Um novo relatório nacional aponta que os abrigos de animais no Brasil enfrentam uma pressão crescente e operam em situação de desequilíbrio constante, com mais entradas do que saídas de cães e gatos ao longo de 2025. O levantamento reforça a necessidade de políticas públicas estruturadas e baseadas em dados para enfrentar o abandono de animais no país.

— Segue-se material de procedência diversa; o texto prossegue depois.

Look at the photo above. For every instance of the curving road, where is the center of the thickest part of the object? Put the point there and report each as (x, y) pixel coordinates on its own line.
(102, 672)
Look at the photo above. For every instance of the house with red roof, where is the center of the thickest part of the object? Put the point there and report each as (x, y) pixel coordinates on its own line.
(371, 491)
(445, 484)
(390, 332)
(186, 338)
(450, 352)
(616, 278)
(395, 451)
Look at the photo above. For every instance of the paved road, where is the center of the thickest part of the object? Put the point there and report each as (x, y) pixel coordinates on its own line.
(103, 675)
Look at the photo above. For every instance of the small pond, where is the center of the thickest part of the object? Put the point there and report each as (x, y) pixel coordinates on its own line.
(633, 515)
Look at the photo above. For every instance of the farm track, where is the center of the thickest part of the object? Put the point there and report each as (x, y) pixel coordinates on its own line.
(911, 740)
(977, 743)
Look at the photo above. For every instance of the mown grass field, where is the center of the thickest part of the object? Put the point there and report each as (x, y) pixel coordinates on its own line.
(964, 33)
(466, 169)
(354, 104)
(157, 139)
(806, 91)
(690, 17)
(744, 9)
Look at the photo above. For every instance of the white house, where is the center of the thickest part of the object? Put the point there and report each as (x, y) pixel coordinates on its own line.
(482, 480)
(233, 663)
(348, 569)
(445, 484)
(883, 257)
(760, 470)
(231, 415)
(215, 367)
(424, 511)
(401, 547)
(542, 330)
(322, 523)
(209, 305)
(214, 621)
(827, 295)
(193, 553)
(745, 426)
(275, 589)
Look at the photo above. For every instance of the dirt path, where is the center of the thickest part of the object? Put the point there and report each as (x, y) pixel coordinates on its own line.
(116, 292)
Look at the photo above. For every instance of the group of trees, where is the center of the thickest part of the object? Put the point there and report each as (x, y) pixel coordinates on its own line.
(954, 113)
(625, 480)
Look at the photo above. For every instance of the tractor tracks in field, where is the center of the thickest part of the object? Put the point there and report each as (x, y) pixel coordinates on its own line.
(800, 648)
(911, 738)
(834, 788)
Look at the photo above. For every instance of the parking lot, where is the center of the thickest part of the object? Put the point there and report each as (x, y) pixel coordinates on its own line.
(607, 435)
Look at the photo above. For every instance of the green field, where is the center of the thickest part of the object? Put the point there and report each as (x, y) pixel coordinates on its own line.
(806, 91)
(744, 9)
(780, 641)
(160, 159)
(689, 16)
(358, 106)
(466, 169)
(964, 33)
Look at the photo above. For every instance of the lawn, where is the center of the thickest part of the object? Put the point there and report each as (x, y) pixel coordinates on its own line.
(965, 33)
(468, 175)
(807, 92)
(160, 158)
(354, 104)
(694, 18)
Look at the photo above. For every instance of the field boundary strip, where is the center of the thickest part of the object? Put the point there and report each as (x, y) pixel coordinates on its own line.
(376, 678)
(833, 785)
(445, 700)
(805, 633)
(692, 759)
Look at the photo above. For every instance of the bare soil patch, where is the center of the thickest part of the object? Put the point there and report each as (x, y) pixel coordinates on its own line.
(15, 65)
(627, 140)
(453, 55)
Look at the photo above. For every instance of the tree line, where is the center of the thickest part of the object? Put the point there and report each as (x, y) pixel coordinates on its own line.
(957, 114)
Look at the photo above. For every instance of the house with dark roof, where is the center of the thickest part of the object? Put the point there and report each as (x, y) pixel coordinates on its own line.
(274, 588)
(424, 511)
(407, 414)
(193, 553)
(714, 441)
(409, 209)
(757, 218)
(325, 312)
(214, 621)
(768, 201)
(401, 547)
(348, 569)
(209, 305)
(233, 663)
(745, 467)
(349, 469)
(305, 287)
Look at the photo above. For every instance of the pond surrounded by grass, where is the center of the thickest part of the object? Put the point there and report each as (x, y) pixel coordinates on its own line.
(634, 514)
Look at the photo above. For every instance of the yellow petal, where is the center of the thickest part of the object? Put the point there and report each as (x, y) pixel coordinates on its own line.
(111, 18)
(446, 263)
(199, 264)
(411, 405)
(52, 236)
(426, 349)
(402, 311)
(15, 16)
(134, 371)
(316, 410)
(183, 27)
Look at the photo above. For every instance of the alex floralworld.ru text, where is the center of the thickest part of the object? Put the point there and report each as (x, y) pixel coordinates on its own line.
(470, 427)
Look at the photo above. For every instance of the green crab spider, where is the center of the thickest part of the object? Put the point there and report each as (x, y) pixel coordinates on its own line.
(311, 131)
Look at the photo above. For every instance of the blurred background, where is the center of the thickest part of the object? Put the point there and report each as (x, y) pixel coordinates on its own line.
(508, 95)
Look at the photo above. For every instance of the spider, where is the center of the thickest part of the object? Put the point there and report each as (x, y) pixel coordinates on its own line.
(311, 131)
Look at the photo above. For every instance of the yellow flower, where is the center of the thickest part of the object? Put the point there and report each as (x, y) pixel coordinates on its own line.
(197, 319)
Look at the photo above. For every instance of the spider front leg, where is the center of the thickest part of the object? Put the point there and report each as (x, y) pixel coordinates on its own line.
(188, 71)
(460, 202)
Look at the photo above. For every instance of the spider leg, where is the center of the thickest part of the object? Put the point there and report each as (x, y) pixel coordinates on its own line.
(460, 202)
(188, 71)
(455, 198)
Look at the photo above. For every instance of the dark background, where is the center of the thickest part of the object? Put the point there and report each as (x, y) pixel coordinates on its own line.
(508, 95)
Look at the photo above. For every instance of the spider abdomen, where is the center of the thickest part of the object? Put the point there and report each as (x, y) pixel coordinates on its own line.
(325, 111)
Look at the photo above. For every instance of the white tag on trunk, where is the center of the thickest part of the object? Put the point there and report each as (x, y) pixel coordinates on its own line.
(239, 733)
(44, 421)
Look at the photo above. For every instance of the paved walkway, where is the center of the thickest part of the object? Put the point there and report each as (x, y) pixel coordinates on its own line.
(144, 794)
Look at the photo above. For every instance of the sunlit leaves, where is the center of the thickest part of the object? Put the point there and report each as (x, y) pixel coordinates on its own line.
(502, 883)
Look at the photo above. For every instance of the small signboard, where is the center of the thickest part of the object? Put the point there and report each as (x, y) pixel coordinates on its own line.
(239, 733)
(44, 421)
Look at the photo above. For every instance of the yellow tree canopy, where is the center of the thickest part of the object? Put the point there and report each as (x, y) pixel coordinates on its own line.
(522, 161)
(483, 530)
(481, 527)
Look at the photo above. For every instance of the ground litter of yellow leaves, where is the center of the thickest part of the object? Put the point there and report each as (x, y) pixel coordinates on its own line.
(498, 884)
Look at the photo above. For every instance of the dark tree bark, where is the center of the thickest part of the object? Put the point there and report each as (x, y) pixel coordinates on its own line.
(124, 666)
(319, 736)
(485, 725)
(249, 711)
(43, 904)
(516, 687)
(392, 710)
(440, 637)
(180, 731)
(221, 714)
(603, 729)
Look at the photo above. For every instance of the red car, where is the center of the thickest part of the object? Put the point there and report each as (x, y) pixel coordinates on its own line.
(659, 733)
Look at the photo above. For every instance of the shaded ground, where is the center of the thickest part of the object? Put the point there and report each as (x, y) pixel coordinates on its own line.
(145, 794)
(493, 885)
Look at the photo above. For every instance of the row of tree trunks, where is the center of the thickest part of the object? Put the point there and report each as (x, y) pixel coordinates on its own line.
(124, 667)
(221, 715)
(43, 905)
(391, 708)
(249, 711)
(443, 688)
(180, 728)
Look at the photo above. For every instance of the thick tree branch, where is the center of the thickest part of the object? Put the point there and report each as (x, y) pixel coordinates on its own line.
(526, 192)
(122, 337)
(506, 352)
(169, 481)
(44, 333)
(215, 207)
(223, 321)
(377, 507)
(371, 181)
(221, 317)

O estudo, intitulado Relatório de Transparência dos Dados de Abrigos de Animais – Análise 2025, foi divulgado pela iniciativa Medicina de Abrigos Brasil – Infodados de Abrigos de Animais e reúne, pela primeira vez em escala nacional, informações contínuas sobre a dinâmica populacional de cães e gatos acolhidos em abrigos e lares temporários.
Segundo os dados, foram registradas 4.349 entradas de animais ao longo de 2025, enquanto 3.139 saídas ocorreram no mesmo período, incluindo adoções, mortes naturais e eutanásias. O resultado é um saldo positivo de 1.092 animais, o que evidencia o acúmulo progressivo nos abrigos e a pressão sobre a capacidade de acolhimento.
Na prática, para cada animal que deixa os abrigos, 1,35 novos entram, o que mantém o sistema em constante sobrecarga, mesmo com o aumento no número de adoções.
O levantamento também mostra crescimento nas atividades dos abrigos, com 295 instituições ativas cadastradas em 2025, sendo 96 delas novas no período. Ainda assim, o avanço não tem sido suficiente para equilibrar o fluxo de entrada e saída dos animais.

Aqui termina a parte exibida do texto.